GitHub Open-Sources A Series Of GitHub Actions For Automating ML Workflow

Recently, GitHub announced that now developers can use GitHub Actions for Machine learning Operations (MLOps) and Data Science. The software development platform created a series of GitHub Actions that integrate parts of data science and machine learning with a software development workflow.

MLOps is a practice for collaborating between data scientists and operations professionals for testing, lineage, versioning, and historical information in an automated way in order to manage machine learning or deep learning production life-cycle. 

Due to the nascent stage of MLOps, developers and data scientists often require to implement these tools from scratch, use disparate tools that are decoupled from codes and thus leading to poor debugging and reproducibility. In order to mitigate these issues, a series of GitHub Actions have been introduced.

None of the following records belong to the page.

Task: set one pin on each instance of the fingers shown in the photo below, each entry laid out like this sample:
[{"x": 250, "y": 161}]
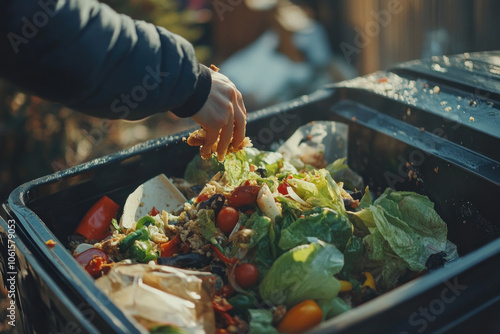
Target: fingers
[
  {"x": 225, "y": 135},
  {"x": 240, "y": 122},
  {"x": 223, "y": 117}
]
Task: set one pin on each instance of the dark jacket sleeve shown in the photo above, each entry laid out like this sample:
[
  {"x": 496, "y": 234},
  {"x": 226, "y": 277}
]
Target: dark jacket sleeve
[{"x": 82, "y": 54}]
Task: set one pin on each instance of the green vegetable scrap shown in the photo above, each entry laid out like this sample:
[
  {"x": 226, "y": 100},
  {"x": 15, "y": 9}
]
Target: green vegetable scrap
[
  {"x": 325, "y": 224},
  {"x": 141, "y": 251},
  {"x": 404, "y": 231},
  {"x": 128, "y": 241},
  {"x": 304, "y": 272},
  {"x": 261, "y": 321},
  {"x": 205, "y": 223}
]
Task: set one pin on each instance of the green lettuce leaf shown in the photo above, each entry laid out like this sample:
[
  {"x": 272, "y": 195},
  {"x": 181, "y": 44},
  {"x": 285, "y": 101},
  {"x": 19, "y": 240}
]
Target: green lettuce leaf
[
  {"x": 261, "y": 321},
  {"x": 236, "y": 167},
  {"x": 304, "y": 272},
  {"x": 341, "y": 172},
  {"x": 404, "y": 231},
  {"x": 325, "y": 224},
  {"x": 319, "y": 189},
  {"x": 333, "y": 307}
]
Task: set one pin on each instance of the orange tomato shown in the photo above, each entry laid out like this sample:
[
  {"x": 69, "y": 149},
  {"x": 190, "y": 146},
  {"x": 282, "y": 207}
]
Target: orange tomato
[{"x": 301, "y": 318}]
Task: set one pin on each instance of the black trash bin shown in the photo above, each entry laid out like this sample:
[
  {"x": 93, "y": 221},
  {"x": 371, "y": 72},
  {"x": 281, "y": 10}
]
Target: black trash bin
[{"x": 430, "y": 126}]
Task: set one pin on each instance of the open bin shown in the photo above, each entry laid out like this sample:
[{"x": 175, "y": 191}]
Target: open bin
[{"x": 403, "y": 133}]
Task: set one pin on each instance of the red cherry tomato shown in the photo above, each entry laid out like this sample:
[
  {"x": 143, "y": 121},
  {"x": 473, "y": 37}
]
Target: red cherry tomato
[
  {"x": 243, "y": 195},
  {"x": 246, "y": 275},
  {"x": 154, "y": 212},
  {"x": 282, "y": 188},
  {"x": 96, "y": 221},
  {"x": 93, "y": 260},
  {"x": 227, "y": 219}
]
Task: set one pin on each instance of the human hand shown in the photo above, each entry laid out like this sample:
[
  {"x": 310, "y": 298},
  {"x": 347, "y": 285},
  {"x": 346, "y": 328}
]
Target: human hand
[{"x": 222, "y": 117}]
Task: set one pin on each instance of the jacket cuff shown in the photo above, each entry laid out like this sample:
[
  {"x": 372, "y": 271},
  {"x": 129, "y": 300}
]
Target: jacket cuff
[{"x": 199, "y": 96}]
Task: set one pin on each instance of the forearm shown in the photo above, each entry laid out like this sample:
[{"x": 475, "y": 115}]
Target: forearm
[{"x": 92, "y": 59}]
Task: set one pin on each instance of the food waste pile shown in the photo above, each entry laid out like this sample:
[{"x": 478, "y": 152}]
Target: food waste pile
[{"x": 263, "y": 243}]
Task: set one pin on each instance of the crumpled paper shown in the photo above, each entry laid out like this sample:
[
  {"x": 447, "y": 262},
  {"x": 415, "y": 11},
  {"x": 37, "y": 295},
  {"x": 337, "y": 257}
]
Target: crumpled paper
[
  {"x": 156, "y": 295},
  {"x": 317, "y": 143}
]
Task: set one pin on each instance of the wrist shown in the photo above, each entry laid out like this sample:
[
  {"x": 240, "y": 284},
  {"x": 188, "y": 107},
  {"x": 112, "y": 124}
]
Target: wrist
[{"x": 199, "y": 96}]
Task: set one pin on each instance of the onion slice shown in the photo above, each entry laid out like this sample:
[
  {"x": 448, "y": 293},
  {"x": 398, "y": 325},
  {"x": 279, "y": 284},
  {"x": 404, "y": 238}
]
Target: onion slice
[
  {"x": 267, "y": 204},
  {"x": 296, "y": 197}
]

There are currently a number of GitHub Actions that are available for MLOps and data science. Some of these are mentioned below: –

Orchestrating Machine Learning Pipelines:

  • Submit Argo Workflows – The Submit Argo Workflows allows a developer to orchestrate machine learning pipelines that run on Kubernetes.
  • Publish Kubeflow Pipelines to GKE– Kubeflow Pipelines is a platform for building and deploying portable, scalable machine learning (ML) workflows based on Docker containers. The goal of this action is to provide automated deployments of Kubeflow Pipelines on Google Cloud Platform (GCP). 

Jupyter Notebooks:

  • Run Parameterised Notebooks– This GitHub action runs a Jupyter notebook,  parameterises using papermill and lets a developer upload produced output as an artifact using the upload artifact action.
  • Repo2Docker Action– This action helps to build a Jupyter enabled Docker image from a GitHub repository and push this image to a Docker registry of choice.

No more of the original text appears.